Optical Localization to 0.1mm? No problemo!

Quick recap, “the mission”: we want to build an affordable open source industry quality robot arm. We think we can make it out of low quality components but stick an accurate sensor on the end effector (the ‘hand’) and sidestep the huge costs of precision mechanical components. Web cams are cheap, and people already own computers capable of the required visual processing, so we think that optical localization is a better strategy for many applications that researchers, entrepreneurs and engineers might like to do – if we can get the optical localization accurate enough.

Last time we calibrated our £18 Microsoft LiveCam 3000, and experimented using Vision Visp’s moving edge tracker. We found that the moving edge required a highly accurate object and we could not build one to the 0.1mm accuracy target we set ourselves. Furthermore, the actual moving edge tracker was not particularly CPU friendly, so we decided to pursue a different strategy this time.

Estimating Camera-to-World

Vision Visp also comes with another tracker called the Dot2 tracker. This looks for ellipse blobs in the camera feed. The strategy for using this kind of tracking is to print a known pattern of circles on a piece of paper, fix the paper to the flattest object you can find, detect the dots and work out the transformation between the camera’s pixel space, and the 2D coordinate system of the paper. In this experiment we want to determine the accuracy of this dot tracking approach.

With the moving edge tracker we were able to find a transform between image space and the real world (three translation and three rotation degrees of freedom). With the dot tracker, because the dots are located on a plane, this is not possible. We can only determine the “homography matrix”, which is a linear transform between two “homogeneous” coordinate spaces (2D coordinate systems in this case). Simply put, we can’t tell the difference between the camera having a wide field of view VS. the piece of paper being far away from the camera. However, this not an issue in this experiment.

If you want to brush up on the details of homogeneous coordinate and homography matrices you can find everything you need to know at here and here. Essentially, we change screen coordinates from (i,j) to (i,j,1) and model coordinates from (x,y) to (x,y,1) to make them homogeneous. Then the homography matrix estimation is just computing a 3×3 matrix that converts between them. Once you have that matrix you can convert between the two coordinate system easy peasy using matrix multiplication (remembering to divide by a constant to get the result back to (j,k,1) format).

Actually calculating the homography matrix is a little fiddly, but luckily it’s all in the OpenCV library (thanks!). You only need a set of 4 screen coordinates and 4 model coordinates to uniquely determine the homography matrix. However, if you have more than 4 sets you can “average” the results to get a homography matrix that fits them all as best it can. This is also in OpenCV but, in fact, the library goes further. OpenCV also provides a robust method of estimating the homography matrix:

void cvFindHomography(srcPoints,dstPoints,H_passback, method=0, mask_passback)

If the method parameter is set to CV_LMEDS, any screen-model coordinate pairs that do not fit the (estimated) homography transformation very well are ignored and have no effect on the homography estimation (and the rejected outliers are reported in the maskPassback). This is
exceedingly useful if, for example, you are getting screen coordinates from a tracker that has gone haywire (maybe the object it’s tracking was occluded for example). Bad points will not affect the estimation results, and you can work out which points are misbehaving.
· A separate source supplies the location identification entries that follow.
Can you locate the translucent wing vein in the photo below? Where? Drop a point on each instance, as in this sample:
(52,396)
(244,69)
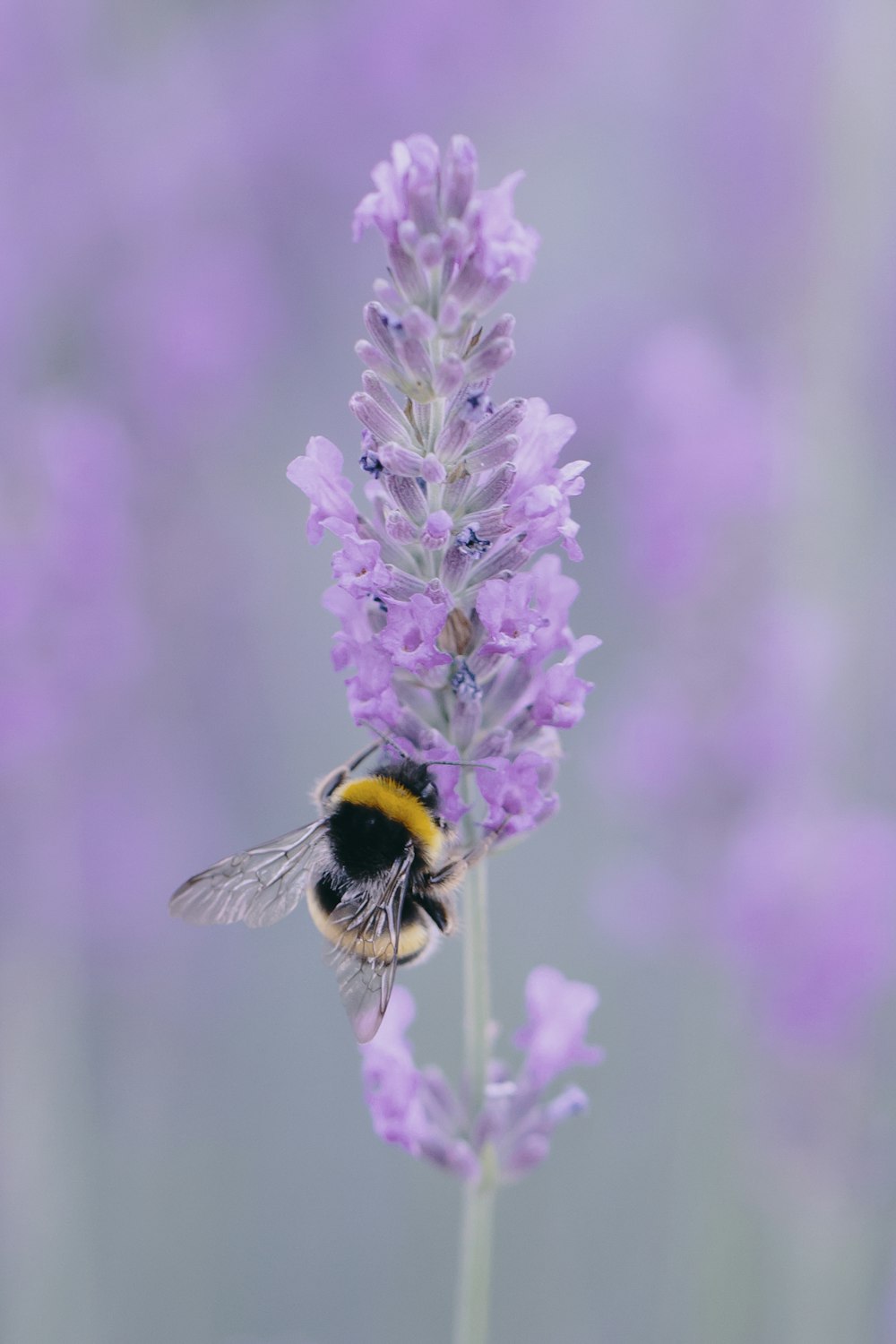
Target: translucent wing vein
(258,886)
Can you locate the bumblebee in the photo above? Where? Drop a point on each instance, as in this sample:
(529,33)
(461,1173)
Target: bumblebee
(378,867)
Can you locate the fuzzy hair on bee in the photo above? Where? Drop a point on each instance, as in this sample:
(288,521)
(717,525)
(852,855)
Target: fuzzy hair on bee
(378,868)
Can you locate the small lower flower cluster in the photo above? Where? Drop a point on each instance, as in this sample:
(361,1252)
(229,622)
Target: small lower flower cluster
(454,634)
(419,1110)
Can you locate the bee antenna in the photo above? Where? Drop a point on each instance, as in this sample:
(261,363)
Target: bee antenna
(463,765)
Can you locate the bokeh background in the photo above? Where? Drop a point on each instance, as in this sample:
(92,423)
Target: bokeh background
(185,1152)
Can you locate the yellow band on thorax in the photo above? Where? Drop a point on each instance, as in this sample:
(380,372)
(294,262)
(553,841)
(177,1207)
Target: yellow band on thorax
(395,801)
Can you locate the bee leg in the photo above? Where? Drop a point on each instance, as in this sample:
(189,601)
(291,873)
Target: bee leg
(331,782)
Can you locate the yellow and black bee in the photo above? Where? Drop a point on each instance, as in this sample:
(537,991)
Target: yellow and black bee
(379,867)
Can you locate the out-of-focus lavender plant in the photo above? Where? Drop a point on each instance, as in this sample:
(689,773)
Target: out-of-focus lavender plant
(457,637)
(417,1107)
(710,757)
(454,628)
(67,621)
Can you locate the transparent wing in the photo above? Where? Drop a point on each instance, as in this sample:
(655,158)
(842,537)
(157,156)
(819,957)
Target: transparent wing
(366,952)
(258,886)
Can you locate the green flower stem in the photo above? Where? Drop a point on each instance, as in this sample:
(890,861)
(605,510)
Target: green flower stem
(474,1276)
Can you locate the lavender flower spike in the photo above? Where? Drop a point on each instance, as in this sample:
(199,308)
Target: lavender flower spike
(418,1110)
(452,629)
(454,633)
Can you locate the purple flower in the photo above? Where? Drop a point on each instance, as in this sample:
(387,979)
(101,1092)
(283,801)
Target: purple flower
(411,631)
(504,242)
(358,566)
(810,916)
(430,211)
(559,702)
(517,793)
(559,1011)
(319,475)
(418,1109)
(538,499)
(449,621)
(408,1107)
(503,607)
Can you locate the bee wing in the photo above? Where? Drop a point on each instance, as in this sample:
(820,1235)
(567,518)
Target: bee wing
(366,953)
(258,886)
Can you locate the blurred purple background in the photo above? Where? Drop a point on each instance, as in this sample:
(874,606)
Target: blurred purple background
(185,1153)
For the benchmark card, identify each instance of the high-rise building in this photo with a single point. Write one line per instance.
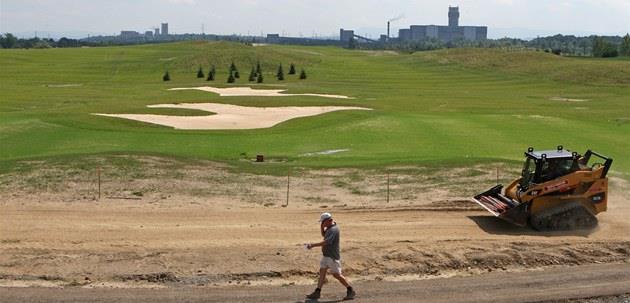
(452, 32)
(453, 16)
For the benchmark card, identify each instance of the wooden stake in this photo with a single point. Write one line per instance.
(98, 173)
(497, 175)
(388, 187)
(288, 185)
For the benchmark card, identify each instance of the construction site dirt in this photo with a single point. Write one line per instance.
(202, 225)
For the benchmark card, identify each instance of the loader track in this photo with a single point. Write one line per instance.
(570, 216)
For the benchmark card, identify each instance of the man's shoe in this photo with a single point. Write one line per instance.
(314, 296)
(350, 294)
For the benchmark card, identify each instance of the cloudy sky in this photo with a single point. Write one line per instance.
(514, 18)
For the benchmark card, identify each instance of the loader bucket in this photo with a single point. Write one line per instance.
(503, 207)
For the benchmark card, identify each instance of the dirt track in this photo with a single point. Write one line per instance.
(556, 283)
(56, 238)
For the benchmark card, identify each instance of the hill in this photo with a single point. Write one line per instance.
(432, 108)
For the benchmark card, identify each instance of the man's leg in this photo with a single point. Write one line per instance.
(322, 277)
(350, 294)
(341, 279)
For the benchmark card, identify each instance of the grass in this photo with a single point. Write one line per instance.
(448, 107)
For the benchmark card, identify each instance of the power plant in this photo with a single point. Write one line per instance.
(444, 33)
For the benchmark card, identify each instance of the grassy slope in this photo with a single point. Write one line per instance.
(437, 107)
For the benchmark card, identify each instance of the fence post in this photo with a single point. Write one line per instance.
(288, 185)
(98, 173)
(497, 175)
(388, 187)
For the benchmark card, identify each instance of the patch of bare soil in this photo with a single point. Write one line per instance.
(610, 299)
(162, 222)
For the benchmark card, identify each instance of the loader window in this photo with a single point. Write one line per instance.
(529, 170)
(556, 168)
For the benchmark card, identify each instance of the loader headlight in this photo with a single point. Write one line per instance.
(598, 198)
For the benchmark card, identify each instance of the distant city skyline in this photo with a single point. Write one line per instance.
(513, 18)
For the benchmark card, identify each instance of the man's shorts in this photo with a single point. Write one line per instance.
(334, 266)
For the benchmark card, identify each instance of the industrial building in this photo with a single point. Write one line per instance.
(443, 33)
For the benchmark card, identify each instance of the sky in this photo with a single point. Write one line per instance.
(307, 18)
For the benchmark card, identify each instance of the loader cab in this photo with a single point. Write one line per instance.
(543, 166)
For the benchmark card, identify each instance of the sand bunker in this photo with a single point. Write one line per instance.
(64, 85)
(567, 99)
(230, 116)
(248, 91)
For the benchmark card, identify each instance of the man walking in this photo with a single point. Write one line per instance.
(331, 261)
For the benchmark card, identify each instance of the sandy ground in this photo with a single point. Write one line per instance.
(230, 116)
(248, 91)
(162, 223)
(577, 284)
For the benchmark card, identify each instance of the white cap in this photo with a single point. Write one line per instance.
(324, 217)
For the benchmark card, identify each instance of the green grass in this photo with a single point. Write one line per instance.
(448, 107)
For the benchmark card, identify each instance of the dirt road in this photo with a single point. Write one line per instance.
(207, 229)
(552, 284)
(121, 243)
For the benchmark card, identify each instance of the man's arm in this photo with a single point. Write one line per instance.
(311, 245)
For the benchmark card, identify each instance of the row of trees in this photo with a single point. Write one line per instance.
(10, 41)
(256, 74)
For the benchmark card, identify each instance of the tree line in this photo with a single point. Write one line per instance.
(596, 46)
(256, 74)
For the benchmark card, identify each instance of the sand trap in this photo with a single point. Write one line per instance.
(64, 85)
(230, 116)
(325, 152)
(567, 99)
(248, 91)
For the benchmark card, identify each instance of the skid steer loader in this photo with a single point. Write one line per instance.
(557, 190)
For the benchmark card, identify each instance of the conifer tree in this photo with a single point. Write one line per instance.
(280, 74)
(625, 46)
(252, 75)
(258, 69)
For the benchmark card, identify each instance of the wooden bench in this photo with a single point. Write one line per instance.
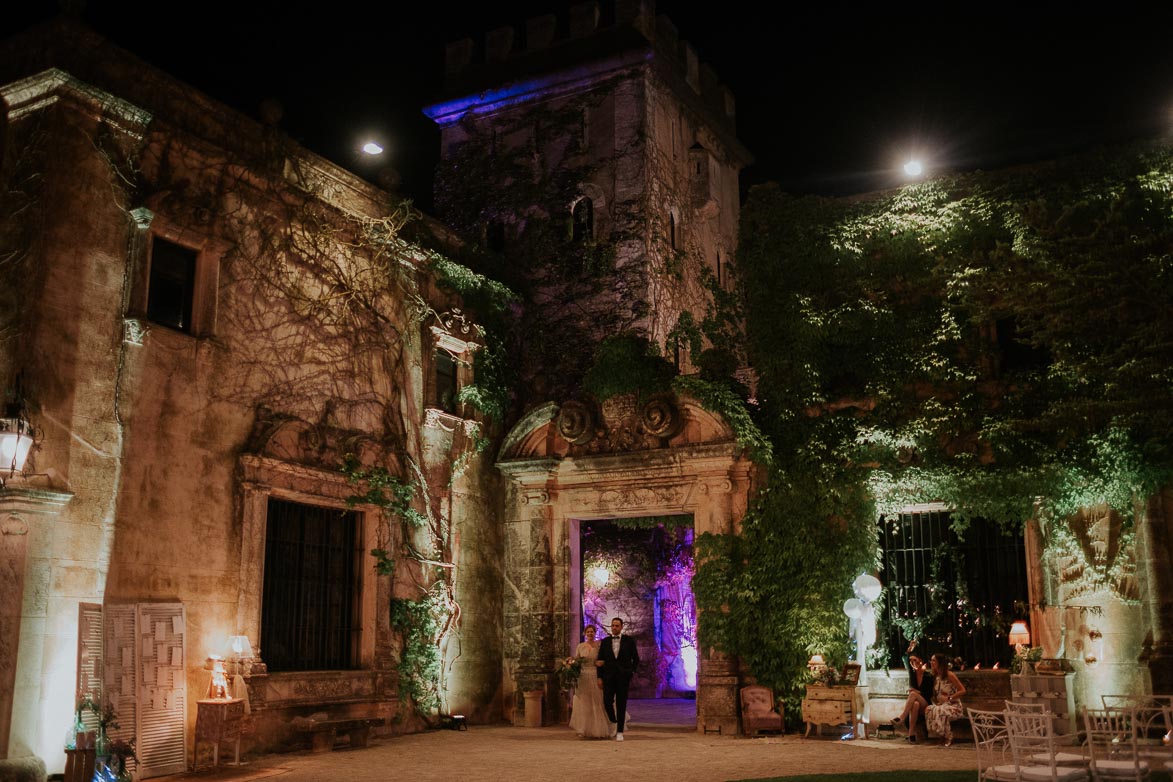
(324, 733)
So for our experiments we wrote a piece of software revolving around Vision Visp’s dot2 trackers and OpenCV’s robust homography matrix estimation method. We used a 6×6 grid pattern of dots fixed to a piece of wood, and attempted to track the dots in real time from the camera feed, and estimate the homography matrix using the detected dots in the image and the corresponding dots in the (known) grid pattern.

Our software was initialized with the position of the 36 dots in the image (using Vision Visp’s inbuilt calibration GUI). From then on, our algorithm proceeded as follows:

  1. Estimate the homography matrix robustly, making note of any outliers.
  2. Use this homography matrix to predict the expected position of the outliers on the screen given their known position on the paper
  3. Reinitialize the trackers on the screen using their expected position.
  4. Repeat with next frame.

This meant that if dot tracking was derailed by a shadow, a change of light or a fast movement etc, the tracking would be regenerated as long as there were enough good trackers still active (out of the 6×6 = 36 options). This tracker regeneration worked remarkably well and loss of tracking was no longer a problem.

Estimating Accuracy

For our experiments we decided to test the ability of the system to detect lateral movements of the camera. These are the degrees of freedom the homography matrix will estimate best due to the viewing geometry. For a robot arm application, we could place several cameras at 90 angles to one in order to get the best in all dimensions.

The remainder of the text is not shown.